The RSC's programme notes make a good job of summarising the facts. Richard was loyal to Edward IV, he didn't murder Henry VI, he did not poison the Lady Anne with whom he had a happy marriage, he declared English as the language of the Law instead of French, passed the first legislation on the liberty of the Press, ensured representation of the North in Government and generally showed all the right signs of brining the agony of succession wars to an end. Unfortunately he was defeated by French mercenaries and the betrayal of Stanley at Bosworth field and we end up with the Tudors. Ok he was probably at least compliant in the death of the princes in the Tower, but on precedent they would have had him executed if they had come to the throne and the removal of rivals had become a matter of simple habit over the previous three decades of conflict.
I often think the creation of the Tudors was the Welsh revenge on the English for the defeat of Llywelyn ap Gruffydd and Owain Glyndŵr. Aside from an almost obsessive use of torture in Statescraft, they brutally supressed any dissent (think of the Pilgrimage of Grace), created the Little Englander mentality which so bedevils modern politics and bequeathed centuries of religious war on the British Isles. Unwilling to properly fund a navy they licensed pirates, taking a large percentage of the spoils and generally behaved like a bunch of brigands.

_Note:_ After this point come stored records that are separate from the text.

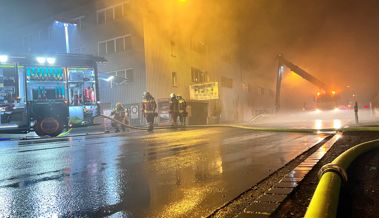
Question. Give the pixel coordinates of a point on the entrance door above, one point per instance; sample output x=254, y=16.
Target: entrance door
x=199, y=113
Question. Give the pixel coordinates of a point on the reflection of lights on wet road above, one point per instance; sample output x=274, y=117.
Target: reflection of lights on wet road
x=337, y=124
x=318, y=124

But on the plus side they presided over one of the two great periods on British Literature (the other being the Edwardian period). The fact that they did it in part to rewrite history is just a part of the rich pageantry of life. That said, I think Shakespeare, or the Earl of Oxford (this is one the plays which gives more credence to that theory) had some sympathy or admiration for his villain . The part of Richard can be played with some sympathy if the black comedy is emphasised and this was the case in a bravura performance by Jonjo O'Neill (see opening picture). Paola Dionisotti as Margaret and Pippa Nixon as the Lady Anne also stood out, indeed the former almost stole the show. It was played in modern costume and it remains one of the great attacks on the dangers of power and tyranny; if you can suspend the need for some form of historical accuracy.